NESG: Nigeria Should Prioritize Data, Food Production

0
25

NESG: Nigeria Should Prioritize Data, Food Production

CHIGOZIE AMADI

The Chief Executive Officer of the Nigerian Economic Summit Group (NESG), Dr. Tayo Aduloju, has called on the federal and state governments to invest more on data as lack of adequate data can hinders planning, economic growth and development.

Speaking at the quarterly media engagement of NESG over the weekend, Aduloju called on the government to prioritise data, and advocated for more funding for National Bureau of Statistics (NBS), which according to him, is under-funded.
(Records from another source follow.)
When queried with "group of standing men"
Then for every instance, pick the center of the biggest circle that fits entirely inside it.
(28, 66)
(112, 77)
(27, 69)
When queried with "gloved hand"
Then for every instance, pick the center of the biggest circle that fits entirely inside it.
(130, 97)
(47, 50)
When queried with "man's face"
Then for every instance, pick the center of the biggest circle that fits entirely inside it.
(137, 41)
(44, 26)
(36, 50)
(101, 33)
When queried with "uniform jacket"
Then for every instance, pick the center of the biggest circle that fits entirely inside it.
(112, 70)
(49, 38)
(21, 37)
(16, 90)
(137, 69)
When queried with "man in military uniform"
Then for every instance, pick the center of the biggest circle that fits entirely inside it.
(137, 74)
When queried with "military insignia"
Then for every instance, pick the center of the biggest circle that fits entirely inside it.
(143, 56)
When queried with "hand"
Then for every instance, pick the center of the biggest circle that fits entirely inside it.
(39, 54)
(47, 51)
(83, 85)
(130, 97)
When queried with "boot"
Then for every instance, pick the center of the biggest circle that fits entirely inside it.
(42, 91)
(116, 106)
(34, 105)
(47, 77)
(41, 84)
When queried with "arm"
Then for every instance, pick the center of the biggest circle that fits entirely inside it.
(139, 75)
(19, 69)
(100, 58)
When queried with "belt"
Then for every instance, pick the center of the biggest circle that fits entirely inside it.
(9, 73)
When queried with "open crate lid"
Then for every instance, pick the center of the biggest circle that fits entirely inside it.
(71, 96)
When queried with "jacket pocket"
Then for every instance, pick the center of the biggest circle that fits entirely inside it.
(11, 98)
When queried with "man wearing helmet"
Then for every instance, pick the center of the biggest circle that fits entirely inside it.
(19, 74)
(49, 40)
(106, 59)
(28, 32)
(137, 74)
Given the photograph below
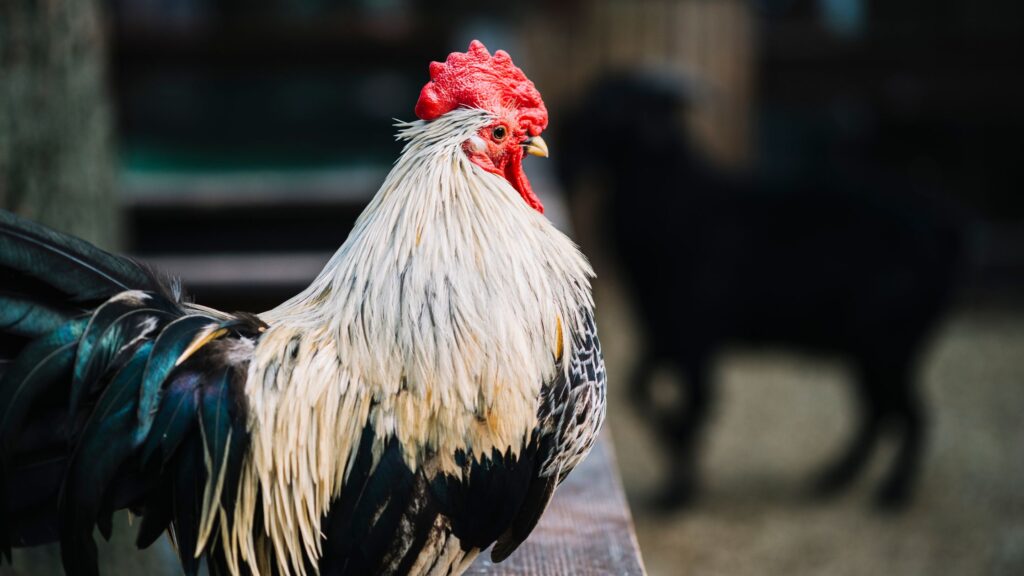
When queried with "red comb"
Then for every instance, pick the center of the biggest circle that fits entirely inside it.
(475, 79)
He said, “Generally speaking, we are under-collecting data to plan Nigeria and that must change. If you don’t have data to plan your local, state and federal activities then what is the basis of development. We can be working with approximate guesswork. The wider the guess, the more off track we would be. If you look at education, health agriculture and so on, you would still be working with approximate values of data. We must resolve this.”

On food crisis, Aduloju called for a collaborative effort among governments to address the increasing food crisis in the country, which according to him could lead to higher inflation.

According to Aduloju, Nigeria currently cultivates far lesser land than what it used to produce adding that this was affecting general food output.

He noted that the nation’s population was growing faster than its ability to produce food.

“The first question we must ask ourselves is whether we are producing enough food. Is the availability of food at the scale we require? We’ve also pointed to all the security threats, we’ve broken security threats beyond human security to soil security, water security, land security, input security, so fertilizer, pesticides, etc. And pull that together to say that the system is under stress and it will be tackled with a system approach. There is also an affordability problem, what has been driving inflation is more than just the production of food, it is that the effects pass through on anything we import, “he said.